You will find related question helpful.

Also take look at K-means_algorithm

K-means_algorithm

If you have N annotations and want to break into K parts you can find center (which will fill certain criteria. e.g. minimize the within-cluster sum of squares ) of each of K parts with K-means-algorithm. Once you have center find out distance between center and annotation farthest from center it will give radius of region you are interested. There are several variations of K-means_algorithm, you can choose whichever based on performance and ease of implementation.

EDIT:
I have not implemented following, but think will definitely give one of solution

If you are OK with range 5-10, there can be multiple solutions. So we will find one of solution.

1- Say you have (N=100) annotations and want which (P =15) of them are most located densely.
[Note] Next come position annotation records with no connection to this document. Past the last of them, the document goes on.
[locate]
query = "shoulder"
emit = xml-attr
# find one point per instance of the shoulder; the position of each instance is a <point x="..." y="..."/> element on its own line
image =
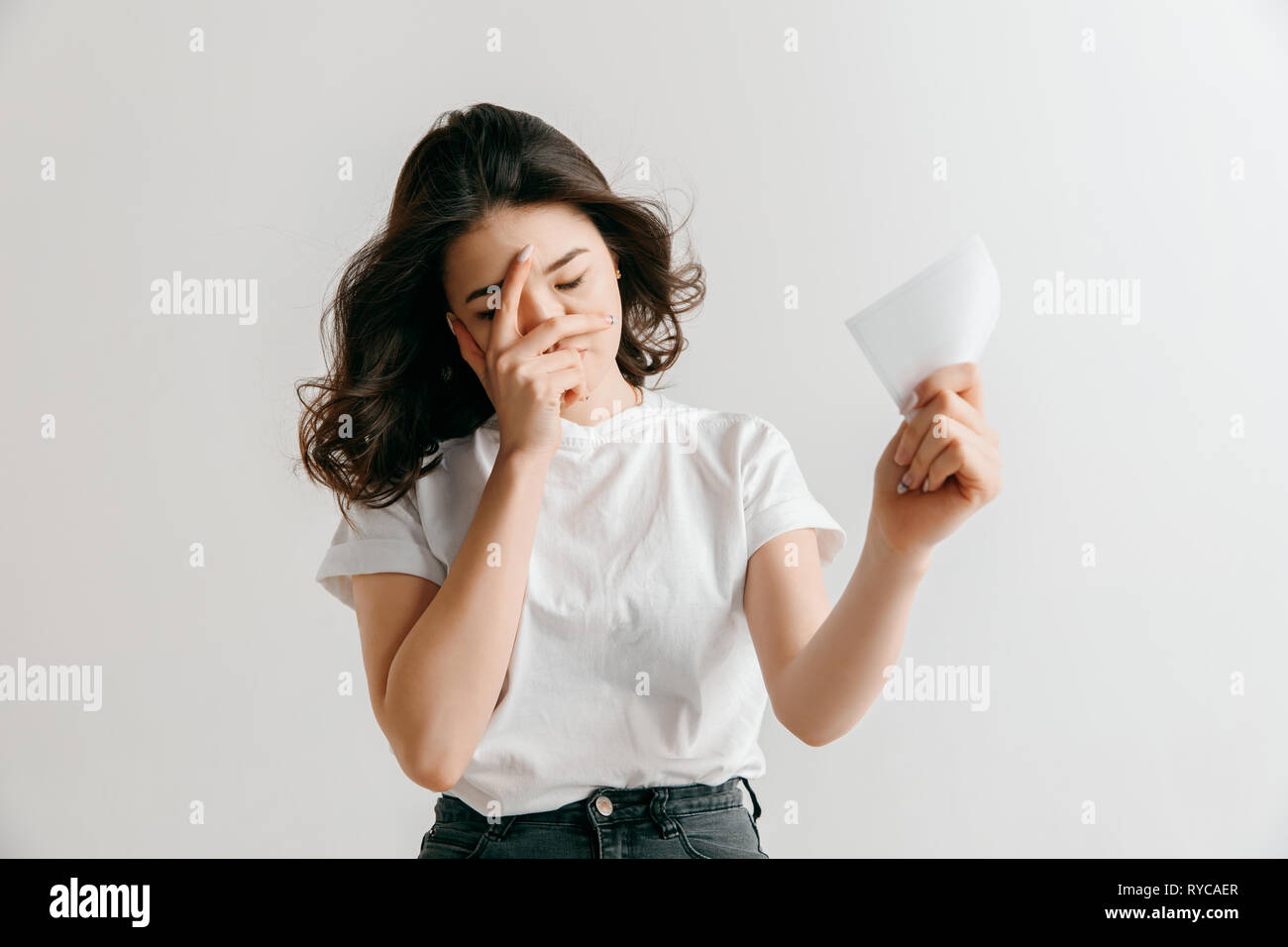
<point x="734" y="434"/>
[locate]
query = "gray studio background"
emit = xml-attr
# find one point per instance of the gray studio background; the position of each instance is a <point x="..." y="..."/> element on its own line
<point x="1149" y="684"/>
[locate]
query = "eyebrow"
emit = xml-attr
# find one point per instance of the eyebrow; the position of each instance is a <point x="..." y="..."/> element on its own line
<point x="550" y="269"/>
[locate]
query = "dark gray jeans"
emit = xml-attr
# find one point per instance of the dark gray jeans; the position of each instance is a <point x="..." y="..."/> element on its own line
<point x="691" y="821"/>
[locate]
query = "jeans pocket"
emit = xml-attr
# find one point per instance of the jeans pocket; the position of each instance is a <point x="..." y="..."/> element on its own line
<point x="720" y="834"/>
<point x="454" y="840"/>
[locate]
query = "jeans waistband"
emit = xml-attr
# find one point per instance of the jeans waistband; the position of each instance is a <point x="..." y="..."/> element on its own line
<point x="645" y="801"/>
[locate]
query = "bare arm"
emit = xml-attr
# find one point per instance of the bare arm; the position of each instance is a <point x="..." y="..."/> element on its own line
<point x="823" y="668"/>
<point x="437" y="656"/>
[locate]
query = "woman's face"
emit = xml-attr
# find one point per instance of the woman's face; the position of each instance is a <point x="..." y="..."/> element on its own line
<point x="572" y="272"/>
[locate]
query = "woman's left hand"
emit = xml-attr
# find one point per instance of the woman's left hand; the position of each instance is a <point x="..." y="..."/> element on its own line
<point x="947" y="458"/>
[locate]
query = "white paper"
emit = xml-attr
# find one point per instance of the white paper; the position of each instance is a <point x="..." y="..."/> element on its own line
<point x="941" y="316"/>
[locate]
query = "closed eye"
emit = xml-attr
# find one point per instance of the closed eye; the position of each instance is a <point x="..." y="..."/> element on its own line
<point x="565" y="286"/>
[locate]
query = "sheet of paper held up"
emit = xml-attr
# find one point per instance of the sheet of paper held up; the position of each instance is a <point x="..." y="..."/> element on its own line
<point x="941" y="316"/>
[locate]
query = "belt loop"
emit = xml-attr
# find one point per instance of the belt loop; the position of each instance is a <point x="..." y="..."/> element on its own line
<point x="657" y="810"/>
<point x="755" y="801"/>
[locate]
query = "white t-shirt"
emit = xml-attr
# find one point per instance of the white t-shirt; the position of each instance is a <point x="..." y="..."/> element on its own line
<point x="632" y="664"/>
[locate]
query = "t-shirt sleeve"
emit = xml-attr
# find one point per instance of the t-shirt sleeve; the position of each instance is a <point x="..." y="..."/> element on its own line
<point x="776" y="497"/>
<point x="386" y="540"/>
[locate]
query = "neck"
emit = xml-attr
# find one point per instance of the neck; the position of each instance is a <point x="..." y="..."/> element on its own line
<point x="612" y="395"/>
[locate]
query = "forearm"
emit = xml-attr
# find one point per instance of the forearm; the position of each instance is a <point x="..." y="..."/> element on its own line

2- Then we will divide N annotations in K = N/P groups(here K = 7) randomly

3- Use K-means algorithm so that finally we will have K groups that can be differentiated as separate entities.

4- These K groups will have property of minimum ” within-cluster sum of squares”.

5- If you want to save computational time, you can relax definition of most concentrated group as minimum “within-cluster sum of squares” as opposed to area bounded by them.

6- select a group from obtained K group that satisfies your criteria.

7- If want to persist to minimum area(greatest concentration) definition then you will need to do lots of computation

a. First determine boundary annotations of given group, which itself a huge problem.

b. calculate are of each polygon and see which is least. not complicated but computationally demanding)

EDIT2:

I tried whatever I can and finally thought it this question belongs to specialist math website. I asked your question here and from the answer , you can get paper discussing this problem and solution here. Problem they discuss is given N points, find the K points whose area of convex hull is minimum.